Recovery from the Great Recession almost seven years ago is still slogging through Vermont, with lower-than-expected state revenues forecast Thursday that prompted Gov. Peter Shumlin to call for budget cuts.

"This really is no different than when a family thinks they have a raise coming, they get a raise, but the raise is a little smaller than they had projected," the governor told reporters as he prepared for a meeting at which the heads of the Legislature's four money committees agreed to downgrade the forecast.

Shumlin called for state agency heads to draft plans by next Friday to reduce their budgets by 4 percent. He said he did not expect the changes to result in state government layoffs, and invited the unions representing state troopers and other employees to submit suggestions for savings.

Meanwhile, Administration Secretary Jeb Spaulding sent a memo to agency chiefs putting a hold on any new hires without his OK and asking that they begin working now to reduce discretionary spending.

An overall spending reduction plan will be submitted by mid-August to the Legislature's Joint Fiscal Committee, which can approve such changes when the full Legislature is not in session, administration officials said.
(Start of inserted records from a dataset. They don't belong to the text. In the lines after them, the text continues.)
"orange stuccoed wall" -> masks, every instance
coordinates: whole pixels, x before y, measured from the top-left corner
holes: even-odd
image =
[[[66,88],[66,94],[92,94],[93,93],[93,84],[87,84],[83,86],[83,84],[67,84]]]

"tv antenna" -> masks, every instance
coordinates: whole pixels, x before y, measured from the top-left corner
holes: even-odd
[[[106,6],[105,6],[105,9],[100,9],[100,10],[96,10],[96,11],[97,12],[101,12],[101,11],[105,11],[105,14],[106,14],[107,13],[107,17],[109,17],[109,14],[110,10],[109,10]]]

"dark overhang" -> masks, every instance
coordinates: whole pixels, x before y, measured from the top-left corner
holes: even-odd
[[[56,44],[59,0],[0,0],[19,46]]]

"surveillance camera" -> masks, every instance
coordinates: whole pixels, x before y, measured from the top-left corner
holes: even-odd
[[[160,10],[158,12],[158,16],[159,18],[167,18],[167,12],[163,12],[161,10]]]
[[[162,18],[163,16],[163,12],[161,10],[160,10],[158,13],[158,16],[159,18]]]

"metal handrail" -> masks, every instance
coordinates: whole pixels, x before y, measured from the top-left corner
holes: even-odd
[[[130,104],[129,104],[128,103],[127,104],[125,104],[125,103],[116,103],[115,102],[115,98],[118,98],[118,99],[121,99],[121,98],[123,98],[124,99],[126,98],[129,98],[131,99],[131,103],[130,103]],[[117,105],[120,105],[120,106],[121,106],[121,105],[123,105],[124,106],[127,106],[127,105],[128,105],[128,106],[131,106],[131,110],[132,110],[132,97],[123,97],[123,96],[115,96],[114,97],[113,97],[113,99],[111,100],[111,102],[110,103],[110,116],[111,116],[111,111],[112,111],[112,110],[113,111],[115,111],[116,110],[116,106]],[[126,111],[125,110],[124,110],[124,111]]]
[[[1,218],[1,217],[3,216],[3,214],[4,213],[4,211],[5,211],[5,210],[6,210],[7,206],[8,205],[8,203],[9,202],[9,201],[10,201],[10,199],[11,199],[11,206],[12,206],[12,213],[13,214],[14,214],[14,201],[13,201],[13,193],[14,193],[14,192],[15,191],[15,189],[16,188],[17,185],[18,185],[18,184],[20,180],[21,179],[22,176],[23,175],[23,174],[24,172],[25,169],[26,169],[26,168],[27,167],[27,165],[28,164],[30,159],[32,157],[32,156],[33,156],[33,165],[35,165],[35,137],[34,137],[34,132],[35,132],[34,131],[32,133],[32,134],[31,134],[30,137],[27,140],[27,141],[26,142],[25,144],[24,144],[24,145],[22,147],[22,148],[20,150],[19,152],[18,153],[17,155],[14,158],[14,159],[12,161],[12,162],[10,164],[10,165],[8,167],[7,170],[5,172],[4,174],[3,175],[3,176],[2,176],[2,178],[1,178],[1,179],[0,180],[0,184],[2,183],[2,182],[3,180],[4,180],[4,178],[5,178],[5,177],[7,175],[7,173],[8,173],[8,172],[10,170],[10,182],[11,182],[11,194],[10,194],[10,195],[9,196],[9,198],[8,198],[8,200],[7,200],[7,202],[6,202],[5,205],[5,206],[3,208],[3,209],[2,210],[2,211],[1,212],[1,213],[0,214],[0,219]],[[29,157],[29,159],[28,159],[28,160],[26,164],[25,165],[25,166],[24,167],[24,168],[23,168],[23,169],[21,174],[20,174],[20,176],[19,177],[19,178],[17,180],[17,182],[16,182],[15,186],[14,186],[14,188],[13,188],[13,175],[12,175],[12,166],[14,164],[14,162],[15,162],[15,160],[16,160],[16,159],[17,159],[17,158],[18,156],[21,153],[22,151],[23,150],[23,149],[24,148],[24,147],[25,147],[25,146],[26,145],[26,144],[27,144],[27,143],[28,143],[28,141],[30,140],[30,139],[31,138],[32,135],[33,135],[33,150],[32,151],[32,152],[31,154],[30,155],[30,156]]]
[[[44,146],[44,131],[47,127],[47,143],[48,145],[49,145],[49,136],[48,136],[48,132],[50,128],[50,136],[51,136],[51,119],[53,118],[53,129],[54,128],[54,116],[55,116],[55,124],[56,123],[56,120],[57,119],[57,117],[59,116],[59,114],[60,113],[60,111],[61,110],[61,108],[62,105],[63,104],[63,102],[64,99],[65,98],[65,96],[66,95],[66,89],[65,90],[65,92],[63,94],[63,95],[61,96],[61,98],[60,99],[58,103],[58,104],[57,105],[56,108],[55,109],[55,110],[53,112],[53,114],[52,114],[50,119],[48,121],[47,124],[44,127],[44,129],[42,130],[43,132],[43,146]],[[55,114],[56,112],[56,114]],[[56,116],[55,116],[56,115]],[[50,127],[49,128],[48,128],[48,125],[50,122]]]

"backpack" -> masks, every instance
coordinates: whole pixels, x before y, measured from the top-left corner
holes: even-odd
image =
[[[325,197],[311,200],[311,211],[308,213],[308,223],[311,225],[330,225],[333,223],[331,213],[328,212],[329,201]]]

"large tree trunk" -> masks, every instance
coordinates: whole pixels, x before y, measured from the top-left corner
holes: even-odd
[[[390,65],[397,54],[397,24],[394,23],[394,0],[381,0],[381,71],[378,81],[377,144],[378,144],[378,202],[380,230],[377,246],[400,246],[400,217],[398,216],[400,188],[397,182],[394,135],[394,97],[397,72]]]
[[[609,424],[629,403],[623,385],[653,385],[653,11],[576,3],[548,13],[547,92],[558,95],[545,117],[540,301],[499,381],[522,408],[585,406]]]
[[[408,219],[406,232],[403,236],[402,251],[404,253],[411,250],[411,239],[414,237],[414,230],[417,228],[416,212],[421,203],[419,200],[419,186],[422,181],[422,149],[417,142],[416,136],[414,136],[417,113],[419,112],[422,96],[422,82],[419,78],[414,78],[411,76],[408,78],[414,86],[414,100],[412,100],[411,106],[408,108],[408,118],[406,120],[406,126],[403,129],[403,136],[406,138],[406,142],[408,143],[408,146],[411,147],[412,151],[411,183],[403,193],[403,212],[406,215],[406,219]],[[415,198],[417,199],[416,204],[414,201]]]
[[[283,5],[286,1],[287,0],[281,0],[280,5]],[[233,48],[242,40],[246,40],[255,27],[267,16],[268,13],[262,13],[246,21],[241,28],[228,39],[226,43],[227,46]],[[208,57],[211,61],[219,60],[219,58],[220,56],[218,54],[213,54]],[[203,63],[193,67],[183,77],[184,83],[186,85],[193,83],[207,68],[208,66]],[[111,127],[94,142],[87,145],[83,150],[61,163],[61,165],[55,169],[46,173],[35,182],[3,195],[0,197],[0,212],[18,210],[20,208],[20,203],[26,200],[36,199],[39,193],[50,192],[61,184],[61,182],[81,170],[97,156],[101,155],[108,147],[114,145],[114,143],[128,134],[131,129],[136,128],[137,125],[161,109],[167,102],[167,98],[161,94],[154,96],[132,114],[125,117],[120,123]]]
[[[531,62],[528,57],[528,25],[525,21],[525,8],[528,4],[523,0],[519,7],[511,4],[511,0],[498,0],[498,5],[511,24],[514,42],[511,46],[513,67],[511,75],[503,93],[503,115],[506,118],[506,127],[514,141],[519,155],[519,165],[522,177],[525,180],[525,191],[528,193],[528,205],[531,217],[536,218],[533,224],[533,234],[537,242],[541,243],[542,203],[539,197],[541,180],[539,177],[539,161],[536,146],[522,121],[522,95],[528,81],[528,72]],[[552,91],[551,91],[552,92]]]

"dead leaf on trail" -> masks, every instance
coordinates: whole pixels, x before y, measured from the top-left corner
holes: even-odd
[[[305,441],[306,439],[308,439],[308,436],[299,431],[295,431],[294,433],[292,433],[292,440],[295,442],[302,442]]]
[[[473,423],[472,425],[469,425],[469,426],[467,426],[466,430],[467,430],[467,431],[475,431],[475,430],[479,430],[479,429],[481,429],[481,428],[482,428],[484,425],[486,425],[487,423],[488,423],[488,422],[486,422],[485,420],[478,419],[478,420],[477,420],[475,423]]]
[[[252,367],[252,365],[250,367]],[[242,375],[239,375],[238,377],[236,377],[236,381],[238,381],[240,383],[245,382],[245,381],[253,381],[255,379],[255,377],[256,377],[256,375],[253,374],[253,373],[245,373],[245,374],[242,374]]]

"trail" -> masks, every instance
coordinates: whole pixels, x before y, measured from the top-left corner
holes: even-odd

State revenues had been projected to grow 4.8 percent from fiscal 2014, which ended June 30, to the current fiscal year, but the revised projection now puts that growth rate at 3 percent. The result is the state will have about $31 million less to spend, but Shumlin called that a modest cut from a general fund budget of nearly $1.4 billion.

Shumlin made the announcement about three hours before consulting economists Tom Kavet and Jeff Carr said the recovery from the Great Recession remains sluggish and suffered an apparent reversal in the first quarter of this year. The economists brief the governor and key lawmakers on the economic outlook and revenue projections each January and July.

U.S. gross domestic product reportedly dropped 2.9 percent during the first quarter of this year, but Kavet said that is likely a "mismeasurement that will ultimately be either revised or ignored."

While he and Carr said they expected the economy to continue to improve gradually, they cited several areas of weakness, including Vermont's unemployment rate. The rate is one of the lowest in the country but that's due at least partly to no appreciable growth in the workforce in recent years.

They also cited continued weakness in the housing market, a key underpinning of the economy. Carr and Kavet attributed that to people, who years ago would have been first-time homebuyers, being too saddled with student debt to start a family or buy a first home.